I pull some strings and manage to convince the ferryman to get us back to the dock. Donovan is waiting for us. He looks pissed, though I can’t tell if he’s mad at me, or Otto, or both.

“Kenzi’s waiting at the house,” he says. We get in the car.

The excitement of the whole thing kept me warm, and I don’t realize how cold I am until I’m in front of the car heater. I put my hands on the vents and glance in the back seat. “You warm enough back there?” I ask him.

“I’m fine.”

Otto is somber in the back seat. He stares out the window with the eyes of someone ten times his age.

“I know it’s rough, buddy,” I tell him. “What you’re going through…it’s a lot for anyone to handle. But running away isn’t the answer.”

“Yeah,” Otto says, his voice small. Out of the corner of my eye, I see Donovan adjust his hands on the steering wheel.

“Do you want to talk about it?” I ask.

He’s quiet for a minute. Then, finally, he says, “Sometimes, I feel like it’d be better if I wasn’t here. Then everyone wouldn’t have to worry about me so much.”

“I understand why you’d want to escape. But sometimes it’s good to just think about it, you know?” I continue. “Take a moment. Breathe. Have you tried meditation?”

Suddenly, Donovan hits the brakes, and the car gives a lurch forward. I brace myself with a hand on the dash and look at the road, expecting to see an animal. Nothing. It’s empty.

But Donovan’s jaw is tight, knuckles white on the steering wheel.

“Hey, you okay?” I ask him.

He exhales tightly. “We’re not meditating. We’re taking a detour.”

“Where?”

But he doesn’t answer. He just turns the car around.

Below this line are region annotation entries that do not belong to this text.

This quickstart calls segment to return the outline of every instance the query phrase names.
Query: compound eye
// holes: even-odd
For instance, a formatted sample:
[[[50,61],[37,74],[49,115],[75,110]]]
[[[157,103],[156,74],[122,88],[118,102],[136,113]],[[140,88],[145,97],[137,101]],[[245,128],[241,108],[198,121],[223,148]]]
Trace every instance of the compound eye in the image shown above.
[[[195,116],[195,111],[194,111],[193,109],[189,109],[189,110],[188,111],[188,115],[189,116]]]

He pulls us off the main street. We drive the strip of road that follows the coastline for about five minutes until he pulls into a patch of empty dirt on the side of the road.

“Everyone out,” Donovan says.

The three of us climb out. I recognize where we are—we’re on the other side of the boatyard, which is closed up for the season. The side of the road is covered in browned and frozen-over dune grass, and Donovan leads us down a small path through the elm trees. It takes us out to the edge of a cliff. We’re on the north side of Hannsett, nothing out here except a long stretch of water and red and green buoys blinking in the distance.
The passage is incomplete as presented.